Cependant, après trois jours, ce fut le retour au calme, le président
Nabih Berri ayant pris contact avec le président Hoss, en formulant
le souhait de le voir soulever en Conseil des ministres la question des
“sources officielles” ayant divulgué la déclaration de M.
Zéaïter, afin d’empêcher la réédition d’une
telle bourde à l’avenir.
Le chef du gouvernement n’a pas caché son désappointement
de ce qui s’est produit, d’autant que la déclaration du ministre
de la Défense (proche de M. Berri) a indisposé le président
de la Chambre “qui, a affirmé le président du Conseil, ne
peut se tromper dans les questions nationales”.

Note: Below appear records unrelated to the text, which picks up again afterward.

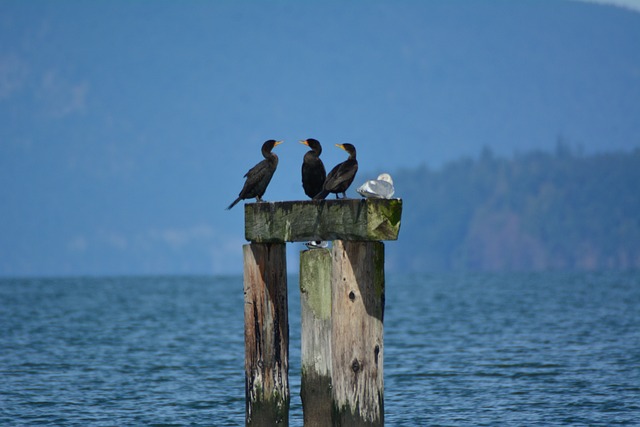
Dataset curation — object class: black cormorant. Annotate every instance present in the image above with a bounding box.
[313,144,358,199]
[227,139,282,209]
[300,138,327,198]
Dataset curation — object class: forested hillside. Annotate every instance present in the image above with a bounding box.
[387,144,640,271]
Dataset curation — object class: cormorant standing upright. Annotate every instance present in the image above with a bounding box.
[313,144,358,199]
[300,138,327,198]
[227,139,282,210]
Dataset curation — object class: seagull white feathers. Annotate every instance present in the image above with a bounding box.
[356,173,395,199]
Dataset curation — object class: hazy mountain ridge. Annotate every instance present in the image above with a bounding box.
[389,144,640,271]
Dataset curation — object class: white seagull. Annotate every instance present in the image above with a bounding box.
[356,173,395,199]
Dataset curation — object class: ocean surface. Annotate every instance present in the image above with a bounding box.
[0,272,640,426]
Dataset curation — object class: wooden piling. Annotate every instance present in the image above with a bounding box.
[300,249,332,427]
[243,243,289,427]
[331,240,385,426]
[244,199,402,426]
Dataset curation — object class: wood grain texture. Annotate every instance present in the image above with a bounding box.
[243,243,290,426]
[331,241,384,426]
[244,199,402,243]
[300,249,332,427]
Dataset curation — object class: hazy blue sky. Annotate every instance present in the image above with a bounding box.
[0,0,640,276]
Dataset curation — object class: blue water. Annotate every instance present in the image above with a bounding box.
[0,273,640,426]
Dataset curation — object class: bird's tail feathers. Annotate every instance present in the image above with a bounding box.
[313,190,329,200]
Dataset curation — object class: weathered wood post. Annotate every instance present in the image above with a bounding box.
[300,249,332,426]
[243,243,289,427]
[331,240,384,426]
[245,199,402,426]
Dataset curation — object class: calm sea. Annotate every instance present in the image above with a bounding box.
[0,272,640,426]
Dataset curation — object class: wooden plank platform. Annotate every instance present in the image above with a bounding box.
[244,199,402,243]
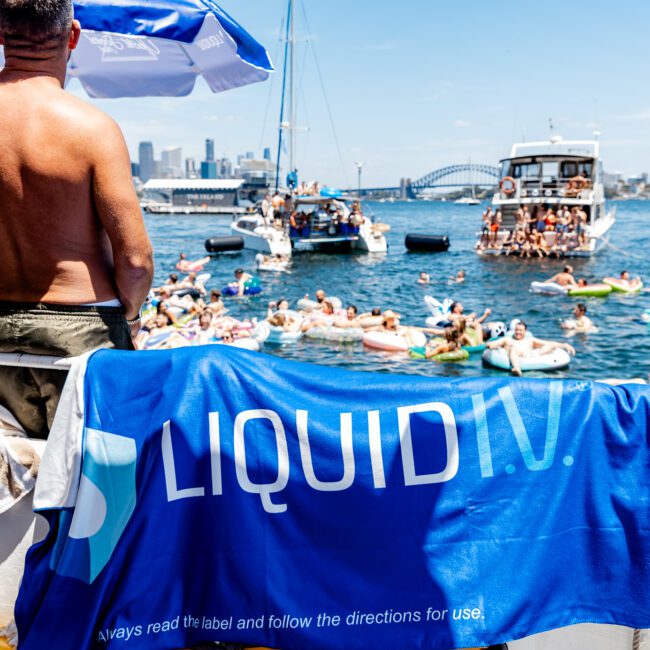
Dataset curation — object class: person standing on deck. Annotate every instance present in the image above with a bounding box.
[0,0,153,438]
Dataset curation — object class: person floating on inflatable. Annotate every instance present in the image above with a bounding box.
[176,248,210,273]
[222,269,262,296]
[561,302,598,333]
[487,320,576,377]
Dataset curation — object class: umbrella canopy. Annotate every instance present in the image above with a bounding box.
[0,0,273,97]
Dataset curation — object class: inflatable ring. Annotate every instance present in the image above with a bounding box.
[568,176,588,192]
[499,176,517,196]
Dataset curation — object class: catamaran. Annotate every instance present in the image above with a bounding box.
[476,136,616,257]
[230,0,389,256]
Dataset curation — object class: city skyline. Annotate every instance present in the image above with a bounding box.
[68,0,650,187]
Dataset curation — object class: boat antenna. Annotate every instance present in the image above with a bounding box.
[275,0,293,192]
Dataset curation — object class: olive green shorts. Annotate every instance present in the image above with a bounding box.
[0,301,133,438]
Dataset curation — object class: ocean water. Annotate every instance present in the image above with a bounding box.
[145,201,650,379]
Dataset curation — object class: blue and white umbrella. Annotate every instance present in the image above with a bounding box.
[0,0,273,97]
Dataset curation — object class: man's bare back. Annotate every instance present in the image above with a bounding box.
[0,73,148,315]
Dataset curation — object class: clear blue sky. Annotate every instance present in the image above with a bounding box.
[69,0,650,186]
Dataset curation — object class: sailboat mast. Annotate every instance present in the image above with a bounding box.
[288,0,296,172]
[275,0,293,192]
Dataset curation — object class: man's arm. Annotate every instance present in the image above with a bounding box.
[92,117,153,320]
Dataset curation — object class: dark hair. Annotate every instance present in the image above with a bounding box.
[0,0,72,44]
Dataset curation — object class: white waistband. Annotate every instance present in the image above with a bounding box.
[80,298,122,307]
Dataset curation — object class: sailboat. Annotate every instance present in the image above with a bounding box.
[230,0,388,256]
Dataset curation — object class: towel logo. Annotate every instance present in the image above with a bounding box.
[50,429,137,584]
[82,32,160,63]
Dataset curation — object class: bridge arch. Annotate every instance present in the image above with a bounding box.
[411,163,500,191]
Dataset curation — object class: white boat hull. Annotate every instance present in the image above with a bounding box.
[230,222,291,256]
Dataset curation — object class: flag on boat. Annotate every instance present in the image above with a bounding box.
[16,346,650,650]
[0,0,273,97]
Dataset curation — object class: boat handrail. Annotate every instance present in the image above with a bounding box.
[0,352,75,370]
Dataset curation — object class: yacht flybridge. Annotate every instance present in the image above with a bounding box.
[476,136,615,257]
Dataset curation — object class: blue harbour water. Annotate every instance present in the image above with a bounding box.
[146,201,650,379]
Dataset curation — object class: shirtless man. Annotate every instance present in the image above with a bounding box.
[560,302,597,332]
[487,320,576,377]
[0,0,153,438]
[546,264,578,287]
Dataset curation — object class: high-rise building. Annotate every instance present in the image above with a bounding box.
[185,158,199,178]
[138,142,156,183]
[160,147,183,178]
[219,158,232,178]
[205,138,214,162]
[201,160,217,178]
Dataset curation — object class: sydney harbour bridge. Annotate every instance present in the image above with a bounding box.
[359,163,500,198]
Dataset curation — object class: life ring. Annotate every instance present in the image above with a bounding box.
[499,176,517,196]
[568,176,588,192]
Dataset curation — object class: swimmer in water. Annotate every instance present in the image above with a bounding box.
[176,248,210,273]
[546,264,578,287]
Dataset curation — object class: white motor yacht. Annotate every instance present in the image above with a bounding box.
[476,136,616,257]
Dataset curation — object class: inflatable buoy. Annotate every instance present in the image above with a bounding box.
[221,276,262,296]
[362,330,427,352]
[362,332,409,352]
[205,237,244,253]
[568,282,612,298]
[404,233,449,253]
[305,327,365,343]
[266,325,302,344]
[603,278,643,293]
[296,296,343,312]
[483,348,571,372]
[409,347,469,363]
[499,176,517,196]
[228,337,260,352]
[530,282,569,296]
[560,318,598,334]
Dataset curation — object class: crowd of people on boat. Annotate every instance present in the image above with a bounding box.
[476,204,589,257]
[259,190,364,237]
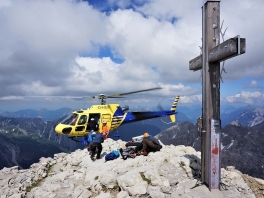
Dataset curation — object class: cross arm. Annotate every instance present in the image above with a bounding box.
[189,37,246,71]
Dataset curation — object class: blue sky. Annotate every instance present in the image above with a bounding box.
[0,0,264,111]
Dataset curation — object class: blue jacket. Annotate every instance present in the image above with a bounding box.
[93,133,104,143]
[148,136,161,146]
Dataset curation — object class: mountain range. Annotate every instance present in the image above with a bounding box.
[156,121,264,179]
[0,106,264,178]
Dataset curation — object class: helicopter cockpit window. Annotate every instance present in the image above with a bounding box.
[78,115,87,125]
[61,113,78,125]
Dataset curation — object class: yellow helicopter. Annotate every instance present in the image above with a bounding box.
[55,87,180,140]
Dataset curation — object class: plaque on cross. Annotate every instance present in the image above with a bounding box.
[189,0,246,190]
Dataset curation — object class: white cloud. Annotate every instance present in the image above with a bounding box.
[0,0,264,110]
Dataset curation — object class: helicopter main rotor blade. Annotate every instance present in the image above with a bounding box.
[108,87,162,98]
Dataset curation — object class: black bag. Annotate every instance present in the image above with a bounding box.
[119,147,136,160]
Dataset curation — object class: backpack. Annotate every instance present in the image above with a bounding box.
[105,150,119,162]
[87,135,93,142]
[119,147,136,160]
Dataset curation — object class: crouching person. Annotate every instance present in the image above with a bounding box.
[140,133,162,155]
[91,133,104,161]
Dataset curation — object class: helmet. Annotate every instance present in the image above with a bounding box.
[143,132,149,138]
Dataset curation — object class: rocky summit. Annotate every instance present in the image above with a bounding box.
[0,138,264,198]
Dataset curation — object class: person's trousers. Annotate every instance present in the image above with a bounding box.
[91,142,103,159]
[142,139,161,152]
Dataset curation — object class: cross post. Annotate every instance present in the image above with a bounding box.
[189,0,246,190]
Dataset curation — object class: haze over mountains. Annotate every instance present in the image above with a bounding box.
[0,106,264,178]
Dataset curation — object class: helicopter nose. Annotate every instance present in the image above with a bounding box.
[55,124,72,135]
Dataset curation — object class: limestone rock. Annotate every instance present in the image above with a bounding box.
[0,139,264,198]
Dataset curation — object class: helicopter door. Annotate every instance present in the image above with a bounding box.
[87,113,100,131]
[75,115,87,131]
[100,114,111,129]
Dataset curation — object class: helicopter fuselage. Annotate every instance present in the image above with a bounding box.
[55,96,179,137]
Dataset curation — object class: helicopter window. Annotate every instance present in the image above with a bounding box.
[78,115,87,125]
[61,113,78,125]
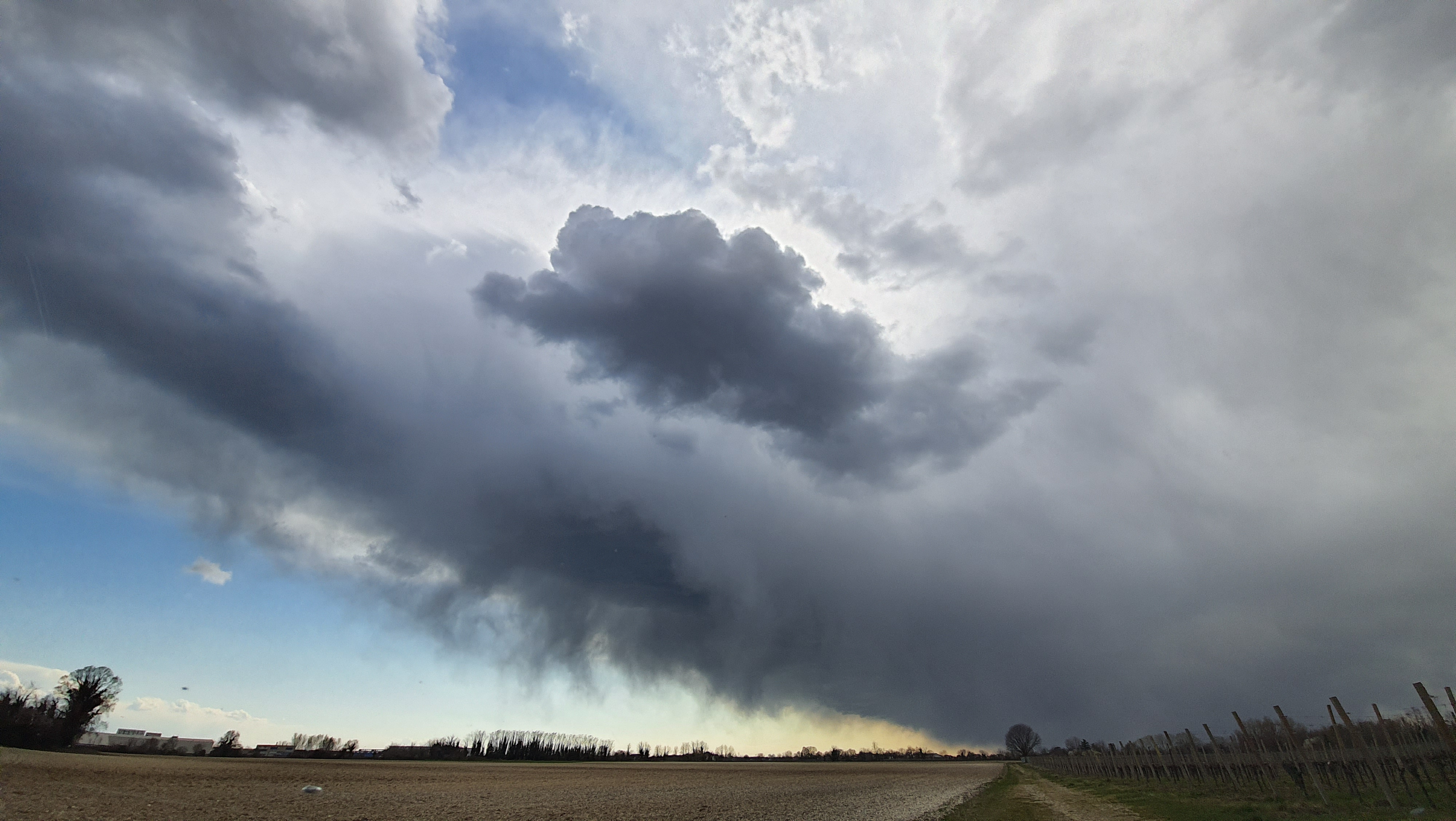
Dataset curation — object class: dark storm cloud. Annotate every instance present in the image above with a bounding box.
[475,207,1045,477]
[0,3,1456,741]
[0,0,699,635]
[0,0,450,141]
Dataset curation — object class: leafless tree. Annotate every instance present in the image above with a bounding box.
[55,667,121,744]
[1006,723,1041,758]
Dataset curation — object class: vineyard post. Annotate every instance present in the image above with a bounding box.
[1325,705,1360,799]
[1415,681,1456,754]
[1274,705,1329,804]
[1163,729,1192,782]
[1184,726,1213,782]
[1329,696,1399,809]
[1233,713,1278,798]
[1203,725,1239,792]
[1370,705,1415,798]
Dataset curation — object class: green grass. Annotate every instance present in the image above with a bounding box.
[1038,772,1456,821]
[942,767,1056,821]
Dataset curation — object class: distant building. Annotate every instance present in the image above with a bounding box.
[77,729,213,755]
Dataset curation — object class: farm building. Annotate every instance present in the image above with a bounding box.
[77,729,213,755]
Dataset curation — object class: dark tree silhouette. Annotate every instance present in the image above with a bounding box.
[1006,723,1041,758]
[213,729,243,757]
[55,667,121,744]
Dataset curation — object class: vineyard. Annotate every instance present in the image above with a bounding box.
[1029,683,1456,808]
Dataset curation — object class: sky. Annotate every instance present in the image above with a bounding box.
[0,0,1456,753]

M. Berri, rapporte sa coterie, compare les “sources officielles occultes”
au croassement des crapauds qui perturbe l’atmosphère et ajoute:
“On doit blâmer, moins ces derniers que le propriétaire de
la vasque où ils pataugent”. Le président de l’Assemblée
a réclamé l’ouverture d’une enquête pour tirer au clair
cette affaire qui a envenimé le climat politique.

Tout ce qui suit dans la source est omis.